Luís Carlos Prestes em passeata

Ocorreu-me passar por Salvador – mera coincidência – justamente no dia em que seria inaugurado o II Congresso Nacional da Anistia, 15 de novembro de 1979. A anistia já havia sido concedida em agosto, mas era limitada, não atingia todos os que foram perseguidos pela ditadura e ainda perdoava os agentes da repressão política, incluindo os torturadores. Assim, o Comitê Brasileiro pela Anistia resolveu marcar posição em favor da anistia ampla, geral e irrestrita realizando o congresso nacional.

Por Luiz Manfredini*

A ditadura andava em crise e caminhava ladeira abaixo rumo à sua derrota, seis anos depois. Mas ainda era ditadura e instigava medos. Eu soube mais tarde que não foi fácil encontrar local para sediar o congresso, embora ele contasse com o apoio do cardeal Avelar Brandão Vilela, arcebispo primaz do Brasil. Nenhuma instituição queria se comprometer. Salvo, por fim, a corajosa Fundação 2 de Julho, que cedeu para o congresso o auditório do seu colégio.

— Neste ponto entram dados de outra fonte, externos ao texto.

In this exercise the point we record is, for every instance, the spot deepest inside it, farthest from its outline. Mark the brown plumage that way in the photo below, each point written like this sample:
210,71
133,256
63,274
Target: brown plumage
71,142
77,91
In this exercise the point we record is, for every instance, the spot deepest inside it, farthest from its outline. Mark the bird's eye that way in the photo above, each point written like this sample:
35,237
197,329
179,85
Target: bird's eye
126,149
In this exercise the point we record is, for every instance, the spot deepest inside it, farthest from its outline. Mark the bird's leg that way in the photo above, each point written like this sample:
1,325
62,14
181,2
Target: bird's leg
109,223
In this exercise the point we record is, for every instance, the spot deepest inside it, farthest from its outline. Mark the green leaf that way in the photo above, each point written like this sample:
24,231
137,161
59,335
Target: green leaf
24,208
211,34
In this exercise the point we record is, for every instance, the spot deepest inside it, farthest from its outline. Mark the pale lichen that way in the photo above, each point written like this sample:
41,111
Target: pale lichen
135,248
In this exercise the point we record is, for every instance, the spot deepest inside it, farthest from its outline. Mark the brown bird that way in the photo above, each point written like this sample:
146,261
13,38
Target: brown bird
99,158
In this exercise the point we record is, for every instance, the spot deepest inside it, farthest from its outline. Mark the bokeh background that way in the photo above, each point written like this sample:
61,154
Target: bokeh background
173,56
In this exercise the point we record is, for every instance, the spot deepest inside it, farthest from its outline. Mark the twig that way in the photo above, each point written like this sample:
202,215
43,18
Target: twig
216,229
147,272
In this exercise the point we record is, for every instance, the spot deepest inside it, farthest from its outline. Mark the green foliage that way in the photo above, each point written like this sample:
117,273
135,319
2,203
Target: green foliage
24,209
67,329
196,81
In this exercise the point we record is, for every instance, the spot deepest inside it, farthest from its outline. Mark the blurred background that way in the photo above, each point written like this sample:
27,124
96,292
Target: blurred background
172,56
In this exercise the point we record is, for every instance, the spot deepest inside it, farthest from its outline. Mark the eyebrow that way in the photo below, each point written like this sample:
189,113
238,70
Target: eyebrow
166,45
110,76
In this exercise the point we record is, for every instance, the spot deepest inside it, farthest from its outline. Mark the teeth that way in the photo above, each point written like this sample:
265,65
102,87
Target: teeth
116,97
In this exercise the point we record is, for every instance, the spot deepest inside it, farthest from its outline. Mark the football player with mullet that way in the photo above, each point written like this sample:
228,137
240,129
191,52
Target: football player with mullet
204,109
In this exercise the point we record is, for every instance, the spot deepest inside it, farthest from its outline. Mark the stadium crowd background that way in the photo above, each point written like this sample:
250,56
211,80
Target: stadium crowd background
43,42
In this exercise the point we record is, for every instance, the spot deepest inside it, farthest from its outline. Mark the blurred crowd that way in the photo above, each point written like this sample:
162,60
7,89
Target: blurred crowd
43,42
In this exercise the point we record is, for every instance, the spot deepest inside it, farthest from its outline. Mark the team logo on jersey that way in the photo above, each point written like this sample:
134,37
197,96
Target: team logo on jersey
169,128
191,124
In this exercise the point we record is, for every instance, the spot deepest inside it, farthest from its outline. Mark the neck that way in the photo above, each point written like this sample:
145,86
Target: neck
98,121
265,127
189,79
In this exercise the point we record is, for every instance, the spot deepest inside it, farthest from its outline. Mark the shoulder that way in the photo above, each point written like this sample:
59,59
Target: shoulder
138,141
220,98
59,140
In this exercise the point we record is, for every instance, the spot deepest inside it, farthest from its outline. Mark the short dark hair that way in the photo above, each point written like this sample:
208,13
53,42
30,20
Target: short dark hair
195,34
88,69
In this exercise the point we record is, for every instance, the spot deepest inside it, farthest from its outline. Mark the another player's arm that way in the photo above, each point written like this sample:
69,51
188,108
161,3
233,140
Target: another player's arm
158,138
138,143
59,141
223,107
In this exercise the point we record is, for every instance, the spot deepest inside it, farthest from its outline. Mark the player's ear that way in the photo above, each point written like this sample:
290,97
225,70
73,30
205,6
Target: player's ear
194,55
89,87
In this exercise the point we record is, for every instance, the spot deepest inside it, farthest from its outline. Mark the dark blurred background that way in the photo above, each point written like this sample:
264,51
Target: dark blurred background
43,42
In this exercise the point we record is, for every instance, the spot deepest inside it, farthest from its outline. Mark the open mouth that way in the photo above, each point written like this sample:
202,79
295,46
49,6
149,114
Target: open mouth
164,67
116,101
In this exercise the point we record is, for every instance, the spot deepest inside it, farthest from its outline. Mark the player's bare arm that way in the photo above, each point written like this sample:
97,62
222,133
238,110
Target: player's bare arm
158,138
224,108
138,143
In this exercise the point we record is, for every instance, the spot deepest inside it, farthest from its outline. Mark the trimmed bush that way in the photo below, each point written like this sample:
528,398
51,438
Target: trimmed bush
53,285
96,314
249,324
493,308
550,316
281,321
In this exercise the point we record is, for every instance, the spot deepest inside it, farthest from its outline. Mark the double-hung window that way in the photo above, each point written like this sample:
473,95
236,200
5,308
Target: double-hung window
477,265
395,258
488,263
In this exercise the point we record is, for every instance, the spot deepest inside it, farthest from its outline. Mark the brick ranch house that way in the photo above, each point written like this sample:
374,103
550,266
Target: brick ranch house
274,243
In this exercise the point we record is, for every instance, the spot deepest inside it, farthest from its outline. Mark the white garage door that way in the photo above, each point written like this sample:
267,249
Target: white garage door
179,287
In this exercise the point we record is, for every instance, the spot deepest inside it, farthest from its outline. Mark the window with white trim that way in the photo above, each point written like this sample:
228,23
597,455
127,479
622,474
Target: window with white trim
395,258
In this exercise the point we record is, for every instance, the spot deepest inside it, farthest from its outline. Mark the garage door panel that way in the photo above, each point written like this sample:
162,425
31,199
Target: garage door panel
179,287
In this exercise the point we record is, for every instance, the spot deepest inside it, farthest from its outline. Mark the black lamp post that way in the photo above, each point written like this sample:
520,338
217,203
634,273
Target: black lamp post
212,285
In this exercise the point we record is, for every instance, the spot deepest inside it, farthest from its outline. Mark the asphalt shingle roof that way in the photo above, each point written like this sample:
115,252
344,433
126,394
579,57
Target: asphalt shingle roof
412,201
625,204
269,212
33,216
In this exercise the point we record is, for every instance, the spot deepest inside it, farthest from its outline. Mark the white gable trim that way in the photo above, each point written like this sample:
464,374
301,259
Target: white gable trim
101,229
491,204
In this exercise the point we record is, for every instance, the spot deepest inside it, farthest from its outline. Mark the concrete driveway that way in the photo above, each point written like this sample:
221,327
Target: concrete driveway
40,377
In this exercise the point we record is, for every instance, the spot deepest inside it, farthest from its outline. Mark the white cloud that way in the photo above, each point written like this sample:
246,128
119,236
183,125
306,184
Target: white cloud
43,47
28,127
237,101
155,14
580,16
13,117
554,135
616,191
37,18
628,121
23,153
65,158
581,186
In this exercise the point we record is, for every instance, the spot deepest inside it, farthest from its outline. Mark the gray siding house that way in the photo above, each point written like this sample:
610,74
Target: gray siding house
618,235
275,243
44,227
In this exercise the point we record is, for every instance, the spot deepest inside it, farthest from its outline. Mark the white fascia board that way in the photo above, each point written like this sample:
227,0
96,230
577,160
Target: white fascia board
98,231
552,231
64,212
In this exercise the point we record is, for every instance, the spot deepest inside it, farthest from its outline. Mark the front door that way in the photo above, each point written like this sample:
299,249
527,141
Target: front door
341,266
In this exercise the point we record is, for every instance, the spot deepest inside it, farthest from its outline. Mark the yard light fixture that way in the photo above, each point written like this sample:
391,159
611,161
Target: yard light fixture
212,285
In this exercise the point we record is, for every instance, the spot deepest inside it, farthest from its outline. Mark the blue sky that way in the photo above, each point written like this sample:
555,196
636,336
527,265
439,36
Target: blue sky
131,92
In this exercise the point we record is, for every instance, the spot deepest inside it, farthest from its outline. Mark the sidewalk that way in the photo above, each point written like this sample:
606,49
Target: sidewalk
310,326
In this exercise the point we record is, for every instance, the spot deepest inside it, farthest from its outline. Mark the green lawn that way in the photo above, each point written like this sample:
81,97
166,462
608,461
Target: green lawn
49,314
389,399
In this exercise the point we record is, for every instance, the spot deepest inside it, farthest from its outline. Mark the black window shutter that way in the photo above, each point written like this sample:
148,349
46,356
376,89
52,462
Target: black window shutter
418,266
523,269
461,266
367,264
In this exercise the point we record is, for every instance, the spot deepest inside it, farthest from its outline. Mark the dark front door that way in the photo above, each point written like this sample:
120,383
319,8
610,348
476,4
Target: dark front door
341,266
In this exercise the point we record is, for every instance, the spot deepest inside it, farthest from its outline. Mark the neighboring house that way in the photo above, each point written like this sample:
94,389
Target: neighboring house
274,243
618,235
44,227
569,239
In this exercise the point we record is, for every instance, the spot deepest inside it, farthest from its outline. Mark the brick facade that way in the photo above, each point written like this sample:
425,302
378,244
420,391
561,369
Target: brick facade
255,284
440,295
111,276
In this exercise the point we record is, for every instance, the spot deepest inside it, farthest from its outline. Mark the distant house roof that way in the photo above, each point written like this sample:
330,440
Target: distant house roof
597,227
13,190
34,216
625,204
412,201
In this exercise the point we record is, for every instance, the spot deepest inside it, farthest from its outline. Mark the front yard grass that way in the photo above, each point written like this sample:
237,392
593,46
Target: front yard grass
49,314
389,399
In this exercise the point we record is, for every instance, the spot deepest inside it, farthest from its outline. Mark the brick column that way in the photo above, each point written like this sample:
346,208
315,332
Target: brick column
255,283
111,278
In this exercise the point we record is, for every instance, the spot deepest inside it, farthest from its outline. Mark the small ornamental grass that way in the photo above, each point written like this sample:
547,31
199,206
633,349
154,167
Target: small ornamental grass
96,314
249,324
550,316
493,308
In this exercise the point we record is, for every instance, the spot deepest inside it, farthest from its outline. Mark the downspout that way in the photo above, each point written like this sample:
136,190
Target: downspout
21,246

Soube do evento lendo a primeira página de um jornal exposto em banca. Na hora anunciada, eu lá estava. Auditório lotado. Não conhecia ninguém, de modo que fiquei à toa, zanzando de um lado para outro enquanto aguardava a abertura, observando faixas, cartazes e fisionomias. De repente, percebi um burburinho a três, quatro metros de onda eu estava. Um amontoado de gente que parecia voltar-se para algo que não consegui perceber. Curioso, caminhei quatro ou cinco passos e ali estava ele, no centro da aglomeração, estendendo a mão para cumprimentos, recebendo abraços, espremido entre admiradores, falando pouco, sorrindo pouco, avançando lentamente em direção ao palco. De baixa estatura, tez acobreada.

A visão de Luiz Carlos Prestes me causou um impacto que reverbera até hoje, quando recordo aquele encontro de quarenta e um anos atrás. Minha formação política desde cedo me afastara de Prestes, considerado por mim e por meus companheiros, pelas ideias que passara a defender a partir do final dos anos 1950, uma espécie de amortecedor dos ímpetos revolucionários, muito reformista, muito conciliador. Mergulhados num oceano de intolerância, endereçávamos a Prestes uma montanha de acusações políticas e ideológicas, responsabilizando-o por quase tudo que dera errado na trajetória revolucionária no país.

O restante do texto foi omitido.